Half-eye plots. The central dot = median; thick bar = 50% credible interval; thin bar = 95% interval. Study B’s wide slab exposes the heterogeneity hidden in its Cohen’s d.

Interpretation: Study A’s slab is narrow and sits well above zero — consistent benefit. Study B’s slab straddles the zero line with a thick left tail. Even though the median is similar, the 95% interval extends deeply into negative territory, flagging real harm at the tails.


3.3 Spaghetti Plot: Individual Trajectories

Each line represents one participant’s journey from pre to post.
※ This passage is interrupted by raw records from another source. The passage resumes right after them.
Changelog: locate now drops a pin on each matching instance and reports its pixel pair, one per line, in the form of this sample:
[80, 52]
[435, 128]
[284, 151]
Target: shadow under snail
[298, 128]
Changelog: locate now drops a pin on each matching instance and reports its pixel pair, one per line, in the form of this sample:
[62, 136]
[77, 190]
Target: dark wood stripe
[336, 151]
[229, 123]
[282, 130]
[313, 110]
This is the most direct way to see who improved and who deteriorated.

Code
studies |>
  pivot_longer(cols = c(pre, post),
               names_to  = "time",
               values_to = "score") |>
  mutate(time = factor(time, levels = c("pre", "post"),
                       labels = c("Pre", "Post"))) |>
  ggplot(aes(x = time, y = score,
             group = id, colour = outcome)) +
  geom_line(alpha = 0.35, linewidth = 0.55) +
  geom_point(alpha = 0.55, size = 0.9) +
  facet_wrap(~study) +
  scale_colour_manual(
    values = c("Benefited / No Change" = "#2980b9",
               "Harmed"                = "#c0392b")
  ) +
  labs(
    title    = "Individual Trajectories: Pre → Post",
    subtitle = "Red lines = participants who worsened after the intervention",
    x        = "Time Point",
    y        = "Score",
    colour   = NULL,
    caption  = "Each line = one participant (n = 100 per study)"
  )

Each line is one participant. Blue = benefited or no change; red = harmed (post < pre). The density of red crossing lines in Study B makes harm visible in a way a single number never could.

Interpretation: In Study A, lines are nearly parallel — small upward shifts, almost no crossings below baseline. In Study B, the red lines crossing downward make harm viscerally obvious. No summary statistic can convey this as clearly.


4 Summary Statistics

Code
studies |>
  group_by(Study = study_id) |>
  summarise(
    `Mean Change (SD)` = paste0(
      round(mean(change), 2), " (",
      round(sd(change), 2), ")"
    ),
    `Median Change`  = round(median(change), 2),
    `% Harmed`       = paste0(round(mean(outcome == "Harmed") * 100, 1), "%"),
    `n Harmed`       = sum(outcome == "Harmed"),
    `Cohen's d`      = cohens_d(pick(everything()))
  ) |>
  kable(align = "lccccr") |>
  kable_styling(
    bootstrap_options = c("striped", "hover", "condensed"),
    full_width        = FALSE
  ) |>
  column_spec(5, bold = TRUE, color = "#c0392b") |>
  column_spec(6, bold = TRUE)
Aggregate summary confirms the paradox: same Cohen’s d, very different harm profiles.
Study Mean Change (SD) Median Change % Harmed n Harmed Cohen's d
Study A 4.83 (1.81) 4.86 0% 0 0.459
Study B 5.4 (10.51) 4.45 31% 31 0.435

5 Key Takeaways

What Cohen's d tells you What Cohen's d misses
Standardised mean difference Variability of individual responses
Group-level signal strength Who is harmed vs. who benefits
Comparability across studies Shape of the response distribution
Effect 'magnitude' label (small/medium/large) Clinical / practical significance
Complement Effect Sizes With
  • Histograms / density plots of individual change scores
  • Spaghetti plots for repeated-measures data
  • Half-eye or violin plots to show the full response distribution
  • Proportion harmed and NNT (Number Needed to Treat / Harm)
  • SD of change scores — not just the mean
  • Bayesian hierarchical models when estimating individual-level variance is the goal

6 References

  • Cohen, J. (1988). Statistical Power Analysis for the Behavioral Sciences (2nd ed.). Lawrence Erlbaum Associates.
  • Lakens, D. (2013). Calculating and reporting effect sizes to facilitate cumulative science. Frontiers in Psychology, 4, 863. https://doi.org/10.3389/fpsyg.2013.00863
  • Wilkinson, L. & the Task Force on Statistical Inference. (1999). Statistical methods in psychology journals. American Psychologist, 54(8), 594–604.